CEO Mark Zuckerberg said that Meta will be working with President-elect Donald Trump.
Meta is ending its fact-checking program in the United States and replacing it with community notes, similar to the system used by Elon Musk-owned social media platform X, the company announced on Jan. 7.
After President-elect Donald Trump was elected in 2016, Meta started a fact-checking program. Third parties would tackle some topics, leading to posts being removed or flagged.
“It’s time to get back to our roots around free expression on Facebook and Instagram,” Meta CEO Mark Zuckerberg said in a video.
The fact-checkers “have become too politically biased and have destroyed more trust than they created, especially in the U.S.,” Zuckerberg said.
Community notes are based on feedback from users.

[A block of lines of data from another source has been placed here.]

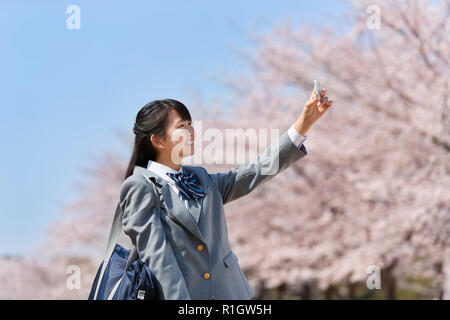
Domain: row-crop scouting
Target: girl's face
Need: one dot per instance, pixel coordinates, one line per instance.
(179, 140)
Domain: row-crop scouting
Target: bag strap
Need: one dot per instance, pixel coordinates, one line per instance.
(116, 229)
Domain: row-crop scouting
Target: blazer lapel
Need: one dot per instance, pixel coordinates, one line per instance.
(175, 206)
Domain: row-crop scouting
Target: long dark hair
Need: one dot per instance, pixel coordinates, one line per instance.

Notes that receive a certain number of votes across people with different ideologies are displayed under posts.
The notes “empower their community to decide when posts are potentially misleading and need more context, and people across a diverse range of perspectives decide what sort of context is helpful for other users to see,” Joel Kaplan, Meta’s chief global affairs officer, said in a Jan. 7 blog post.
Meta, which owns Facebook, Instagram, Threads, and WhatsApp, is also simplifying its content policies by removing rules related to topics such as immigration and gender.
The rules “are just out of touch with mainstream discourse,” Zuckerberg said. “What started as a movement to be more inclusive has increasingly been used to shut down opinions and shut out people with different ideas. And it’s gone too far.”
He added later: “I want to make sure people can share their experiences and beliefs on our platform.”
While Meta will still act the same when it comes to severe violations for topics such as drugs, the company will only act against posts that are deemed low severity if people report the post. In the past, Meta used its systems to scan the platform for violations and took action against posts that violated its policies.
The change will result in fewer bad posts being taken down, but will also reduce accidental takedowns, Zuckerberg said, as mistakes have been made.
“Even if they accidentally censor just one percent of posts, that’s millions of people. And we’ve reached a point where it’s just too many mistakes and too much censorship,” Zuckerberg said.